In early March, an international team of scientists will set sail aboard the drill ship JOIDES Resolution on the first of two Integrated Ocean Drilling Program (IODP) expeditions to the equatorial Pacific Ocean. The second expedition will follow immediately afterward in May. Both are grouped into one science program, known as the Pacific Equatorial Age Transect (PEAT).

The results will lead to a clearer understanding of Earth's climate over the past 55 million years – a vital component to knowing what future course the planet's climate will take, scientists believe. "These expeditions focused on climate change come at a critical time," says Julie Morris, director of the National Science Foundation (NSF)'s Division of Ocean Sciences, which supports IODP. "During the next year, sea-floor drilling related to climate change will happen from pole to pole."

The PEAT expeditions aim to recover a continuous Cenozoic record (from 65.5 million years ago to the present) of sediments beneath the equatorial Pacific Ocean.
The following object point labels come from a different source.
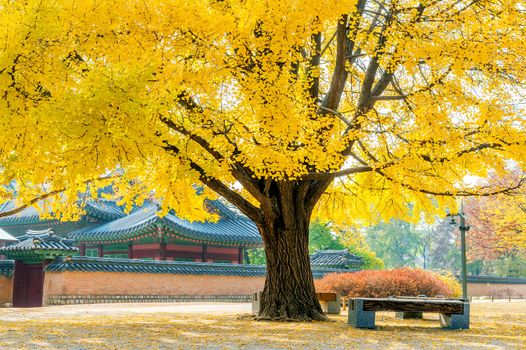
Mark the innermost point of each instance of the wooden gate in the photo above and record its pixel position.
(28, 284)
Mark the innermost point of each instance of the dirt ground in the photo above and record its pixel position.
(497, 325)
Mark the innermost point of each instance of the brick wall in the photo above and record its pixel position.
(6, 289)
(82, 287)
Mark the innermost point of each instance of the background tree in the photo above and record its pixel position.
(288, 109)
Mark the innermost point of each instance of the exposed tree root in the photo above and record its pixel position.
(314, 316)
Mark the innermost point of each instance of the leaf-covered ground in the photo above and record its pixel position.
(498, 325)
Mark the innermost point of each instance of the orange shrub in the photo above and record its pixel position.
(385, 283)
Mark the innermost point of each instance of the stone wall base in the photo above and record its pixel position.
(101, 299)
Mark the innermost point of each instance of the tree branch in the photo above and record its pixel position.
(48, 195)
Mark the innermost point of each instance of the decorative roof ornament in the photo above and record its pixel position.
(342, 259)
(37, 246)
(6, 237)
(230, 229)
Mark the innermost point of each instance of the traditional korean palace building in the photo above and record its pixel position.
(106, 231)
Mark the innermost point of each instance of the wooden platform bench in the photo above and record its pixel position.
(330, 302)
(454, 314)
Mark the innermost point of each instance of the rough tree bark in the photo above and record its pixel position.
(289, 292)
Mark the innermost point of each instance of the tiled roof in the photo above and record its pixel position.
(102, 209)
(78, 263)
(7, 267)
(335, 259)
(231, 228)
(40, 241)
(6, 237)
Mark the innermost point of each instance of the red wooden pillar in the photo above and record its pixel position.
(130, 250)
(240, 256)
(162, 251)
(203, 254)
(82, 249)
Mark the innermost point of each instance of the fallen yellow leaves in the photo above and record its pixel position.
(499, 325)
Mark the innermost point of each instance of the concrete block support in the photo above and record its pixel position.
(358, 318)
(456, 321)
(405, 315)
(331, 307)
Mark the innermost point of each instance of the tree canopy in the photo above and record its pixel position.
(351, 109)
(406, 96)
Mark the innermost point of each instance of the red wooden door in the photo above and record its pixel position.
(28, 285)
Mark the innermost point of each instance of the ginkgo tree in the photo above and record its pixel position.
(288, 109)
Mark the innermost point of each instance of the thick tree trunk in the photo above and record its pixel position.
(289, 292)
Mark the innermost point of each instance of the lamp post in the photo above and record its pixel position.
(463, 229)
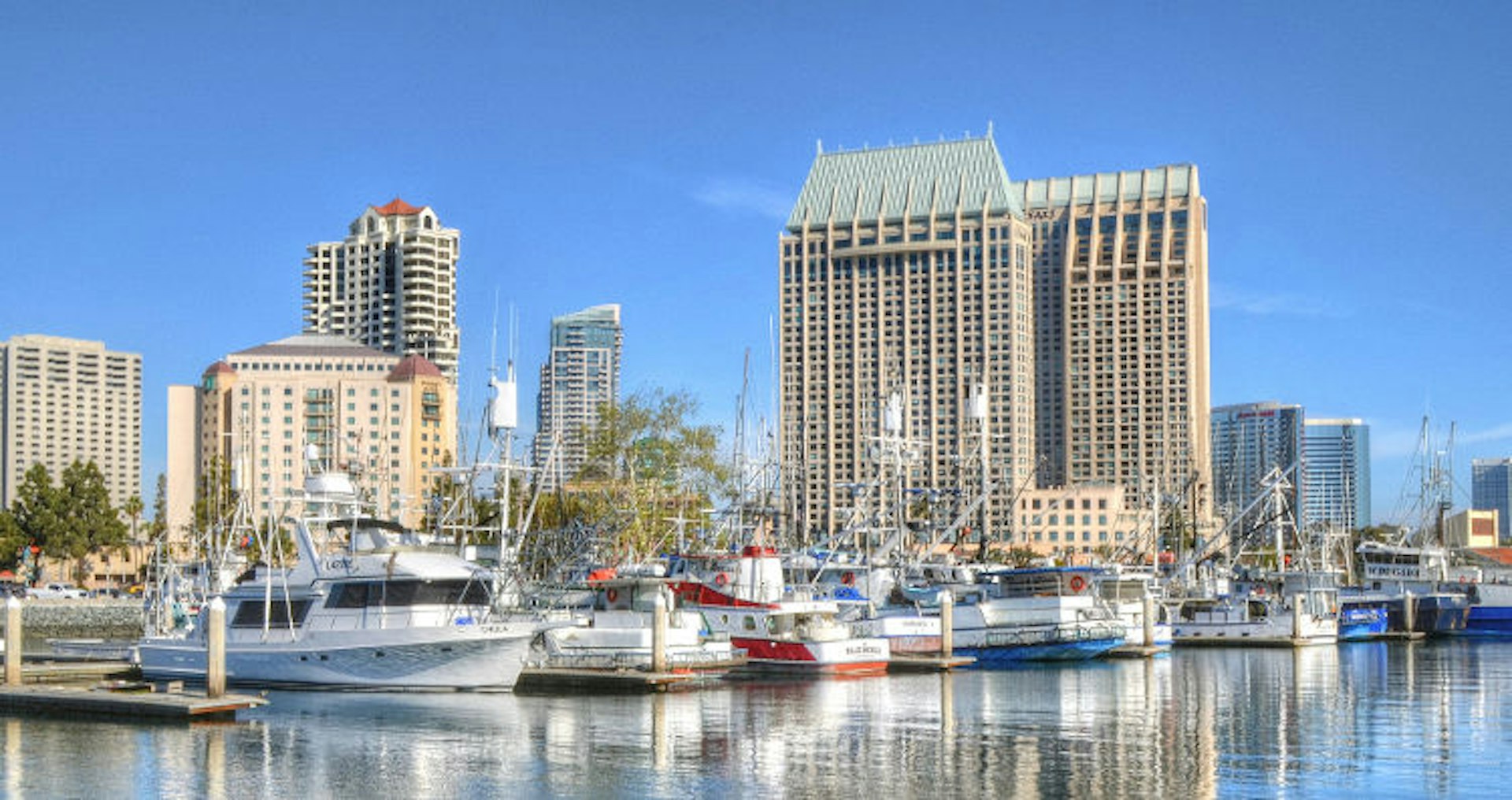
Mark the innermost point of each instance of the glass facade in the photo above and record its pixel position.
(1336, 474)
(1492, 491)
(1249, 440)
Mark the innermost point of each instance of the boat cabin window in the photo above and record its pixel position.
(402, 593)
(251, 613)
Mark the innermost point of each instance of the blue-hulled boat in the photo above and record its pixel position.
(1362, 619)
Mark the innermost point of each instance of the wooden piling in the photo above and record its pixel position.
(13, 642)
(215, 650)
(1150, 620)
(658, 632)
(947, 624)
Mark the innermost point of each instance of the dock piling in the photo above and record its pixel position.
(13, 642)
(947, 624)
(215, 650)
(658, 632)
(1150, 620)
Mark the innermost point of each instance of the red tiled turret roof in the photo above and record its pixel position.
(415, 366)
(397, 208)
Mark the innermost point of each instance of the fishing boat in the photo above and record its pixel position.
(1033, 614)
(1362, 617)
(743, 596)
(1260, 611)
(617, 632)
(1136, 598)
(366, 604)
(1418, 593)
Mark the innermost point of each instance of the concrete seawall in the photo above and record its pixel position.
(82, 619)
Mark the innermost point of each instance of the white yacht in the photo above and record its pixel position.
(366, 606)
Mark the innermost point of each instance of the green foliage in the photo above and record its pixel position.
(1020, 555)
(159, 527)
(647, 460)
(213, 499)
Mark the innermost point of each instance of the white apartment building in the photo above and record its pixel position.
(70, 400)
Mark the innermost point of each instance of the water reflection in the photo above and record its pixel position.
(1421, 719)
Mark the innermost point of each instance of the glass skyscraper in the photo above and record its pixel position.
(1249, 440)
(1336, 474)
(1492, 491)
(581, 376)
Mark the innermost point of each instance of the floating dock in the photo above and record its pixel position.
(37, 699)
(1137, 650)
(927, 663)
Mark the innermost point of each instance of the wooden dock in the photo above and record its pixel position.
(37, 699)
(927, 663)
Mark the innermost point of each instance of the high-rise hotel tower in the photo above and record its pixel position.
(906, 282)
(391, 285)
(1121, 309)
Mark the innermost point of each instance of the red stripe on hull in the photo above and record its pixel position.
(797, 657)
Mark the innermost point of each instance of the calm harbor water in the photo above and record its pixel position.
(1393, 720)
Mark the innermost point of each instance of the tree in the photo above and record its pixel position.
(213, 499)
(133, 509)
(646, 460)
(90, 522)
(159, 527)
(37, 514)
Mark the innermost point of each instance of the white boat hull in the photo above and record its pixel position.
(439, 658)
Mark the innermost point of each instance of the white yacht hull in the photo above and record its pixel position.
(435, 658)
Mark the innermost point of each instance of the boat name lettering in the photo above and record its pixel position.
(1392, 572)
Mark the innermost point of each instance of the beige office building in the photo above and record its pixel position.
(391, 285)
(386, 419)
(906, 274)
(1076, 524)
(1121, 286)
(70, 400)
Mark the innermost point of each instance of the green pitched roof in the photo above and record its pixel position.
(1160, 182)
(910, 180)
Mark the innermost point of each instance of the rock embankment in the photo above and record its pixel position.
(82, 619)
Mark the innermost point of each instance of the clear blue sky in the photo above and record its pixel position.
(165, 165)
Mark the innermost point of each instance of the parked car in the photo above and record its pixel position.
(57, 591)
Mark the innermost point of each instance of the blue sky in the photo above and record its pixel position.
(165, 165)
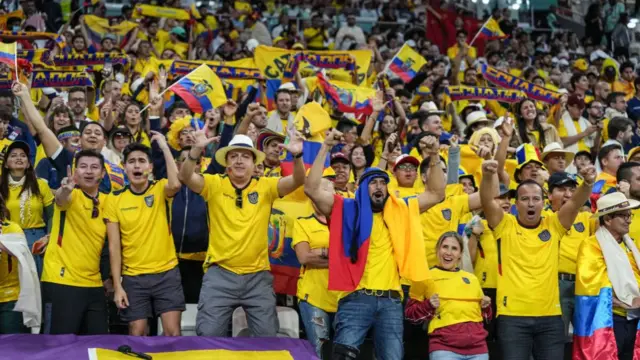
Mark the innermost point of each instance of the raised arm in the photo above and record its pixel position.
(289, 184)
(47, 137)
(434, 189)
(489, 183)
(187, 174)
(568, 212)
(322, 198)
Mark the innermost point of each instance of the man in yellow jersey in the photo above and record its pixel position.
(610, 257)
(237, 272)
(92, 138)
(316, 302)
(141, 246)
(376, 300)
(72, 288)
(562, 186)
(529, 312)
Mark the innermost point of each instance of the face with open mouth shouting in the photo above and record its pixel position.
(529, 203)
(449, 253)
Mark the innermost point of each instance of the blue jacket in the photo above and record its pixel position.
(189, 222)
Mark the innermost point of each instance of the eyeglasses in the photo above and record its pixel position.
(95, 212)
(239, 198)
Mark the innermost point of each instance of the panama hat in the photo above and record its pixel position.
(239, 142)
(557, 148)
(614, 202)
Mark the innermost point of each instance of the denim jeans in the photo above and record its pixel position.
(32, 236)
(450, 355)
(521, 336)
(625, 332)
(567, 302)
(317, 324)
(358, 312)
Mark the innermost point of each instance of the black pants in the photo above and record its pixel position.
(74, 310)
(520, 337)
(625, 332)
(191, 273)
Geologists will drill into the crust on the Pacific tectonic plate along the equator.

The first research effort, Expedition 320, is planned for March 5 through May 5, 2009; Expedition 321 will take place from May 5 through July 5, 2009.
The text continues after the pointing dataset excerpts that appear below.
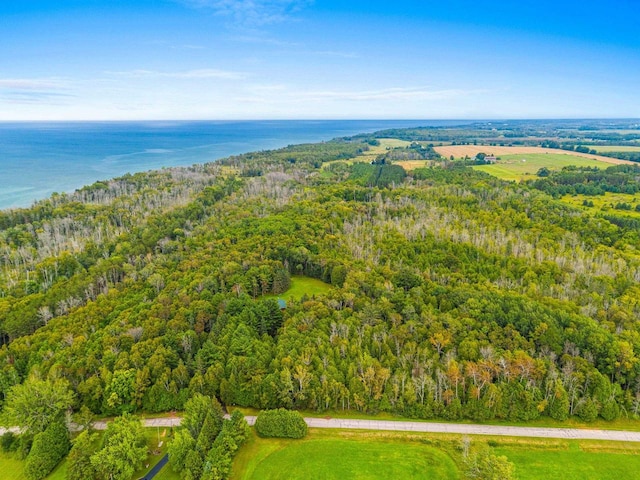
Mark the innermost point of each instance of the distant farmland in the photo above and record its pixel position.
(460, 151)
(615, 148)
(526, 165)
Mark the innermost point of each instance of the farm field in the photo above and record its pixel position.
(340, 454)
(576, 460)
(512, 167)
(614, 148)
(460, 151)
(373, 152)
(300, 286)
(606, 203)
(409, 165)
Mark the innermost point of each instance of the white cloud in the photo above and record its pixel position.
(252, 12)
(197, 74)
(33, 90)
(399, 93)
(330, 53)
(30, 83)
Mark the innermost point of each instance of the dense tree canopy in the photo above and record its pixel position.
(454, 294)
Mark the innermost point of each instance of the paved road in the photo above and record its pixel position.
(461, 428)
(428, 427)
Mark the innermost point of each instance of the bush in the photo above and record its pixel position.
(9, 442)
(588, 410)
(280, 423)
(49, 447)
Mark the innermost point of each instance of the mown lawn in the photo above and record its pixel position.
(300, 286)
(572, 460)
(379, 455)
(526, 165)
(327, 456)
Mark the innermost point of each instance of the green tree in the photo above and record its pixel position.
(559, 408)
(36, 404)
(49, 447)
(124, 449)
(79, 466)
(179, 448)
(196, 411)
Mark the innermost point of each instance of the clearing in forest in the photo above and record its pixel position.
(341, 455)
(301, 286)
(339, 458)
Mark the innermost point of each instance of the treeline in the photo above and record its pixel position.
(455, 295)
(589, 181)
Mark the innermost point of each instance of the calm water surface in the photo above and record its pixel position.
(37, 159)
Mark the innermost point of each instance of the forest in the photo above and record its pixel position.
(454, 294)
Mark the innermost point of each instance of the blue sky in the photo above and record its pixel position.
(280, 59)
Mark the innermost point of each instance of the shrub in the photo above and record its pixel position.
(280, 423)
(49, 447)
(9, 442)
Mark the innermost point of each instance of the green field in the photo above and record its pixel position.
(526, 165)
(325, 455)
(301, 286)
(614, 148)
(572, 460)
(605, 204)
(379, 455)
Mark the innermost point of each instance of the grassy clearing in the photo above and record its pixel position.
(605, 203)
(526, 165)
(460, 151)
(409, 165)
(300, 286)
(354, 454)
(332, 456)
(572, 460)
(373, 152)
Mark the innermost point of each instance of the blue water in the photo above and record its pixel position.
(37, 159)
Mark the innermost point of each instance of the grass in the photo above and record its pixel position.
(572, 460)
(574, 422)
(300, 286)
(604, 203)
(512, 167)
(614, 148)
(356, 454)
(330, 455)
(373, 152)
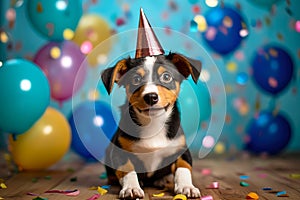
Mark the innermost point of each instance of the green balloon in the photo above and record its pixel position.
(24, 95)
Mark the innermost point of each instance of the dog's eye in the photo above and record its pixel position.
(136, 80)
(166, 77)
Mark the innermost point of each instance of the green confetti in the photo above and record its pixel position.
(74, 179)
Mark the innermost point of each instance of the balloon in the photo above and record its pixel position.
(268, 133)
(226, 29)
(44, 144)
(53, 18)
(61, 63)
(91, 31)
(272, 69)
(25, 95)
(93, 125)
(264, 3)
(195, 105)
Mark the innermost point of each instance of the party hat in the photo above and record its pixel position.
(147, 42)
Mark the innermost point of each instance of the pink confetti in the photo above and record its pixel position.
(213, 185)
(209, 197)
(94, 197)
(206, 171)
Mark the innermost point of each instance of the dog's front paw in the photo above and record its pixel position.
(131, 193)
(189, 191)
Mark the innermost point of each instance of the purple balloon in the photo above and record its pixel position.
(61, 62)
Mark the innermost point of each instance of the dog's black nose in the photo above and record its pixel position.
(151, 98)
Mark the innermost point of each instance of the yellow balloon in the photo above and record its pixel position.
(91, 31)
(44, 144)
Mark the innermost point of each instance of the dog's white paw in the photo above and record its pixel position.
(131, 193)
(189, 191)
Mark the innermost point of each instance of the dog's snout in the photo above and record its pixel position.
(151, 98)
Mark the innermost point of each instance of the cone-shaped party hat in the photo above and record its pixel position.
(147, 42)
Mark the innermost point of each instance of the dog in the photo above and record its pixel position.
(149, 146)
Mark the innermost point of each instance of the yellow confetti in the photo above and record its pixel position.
(55, 52)
(3, 186)
(101, 190)
(158, 195)
(180, 197)
(68, 34)
(252, 195)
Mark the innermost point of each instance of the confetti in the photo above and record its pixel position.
(244, 177)
(296, 176)
(206, 171)
(55, 52)
(244, 184)
(101, 190)
(180, 197)
(94, 197)
(281, 193)
(213, 185)
(266, 188)
(252, 195)
(209, 197)
(74, 179)
(158, 195)
(3, 186)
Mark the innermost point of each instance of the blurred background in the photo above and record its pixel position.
(254, 44)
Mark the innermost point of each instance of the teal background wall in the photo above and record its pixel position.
(275, 24)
Co-chief scientists of Expedition 320 are Heiko Palike of the University of Southampton, U.K., and Hiroshi Nishi of Hokkaido University in Japan; of Expedition 321, Mitch Lyle of Texas A&M University in the U.S., and Isabella Raffi of the Universita "G. D'Annunzio" Campus Universitario in Italy.

Earlier scientific ocean drilling expeditions to the equatorial Pacific yielded discoveries about past climate conditions and the past position of the Pacific tectonic plate relative to the equator. However, they did not obtain continuous sediment records the two PEAT expeditions will recover seafloor sediment cores with an unbroken record.

"The cores will help us understand how and why productivity in the Pacific changed over time," explains Morris, "and provide information about rapid biological evolution and turnover during times of climatic stress."

The equatorial Pacific is a major center of solar warming, a region of high productivity, and a primary region for carbon dioxide exchange from the deep ocean to the atmosphere. It also is the source region for the El Niño-Southern Oscillation phenomenon. The equatorial Pacific helps maintain global climates, and drives climate change.

Over the last 55 million years, global climate has varied dramatically from extreme warmth to glacial cold. These climate variations have been imprinted on the biogenic-rich sediments that accumulated in the equatorial zone.

Information from the PEAT expeditions will help scientists understand how Earth was able to maintain very warm climates relative to the 20th century, even though solar radiation received at the earth's surface has remained nearly constant for the last 55 million years.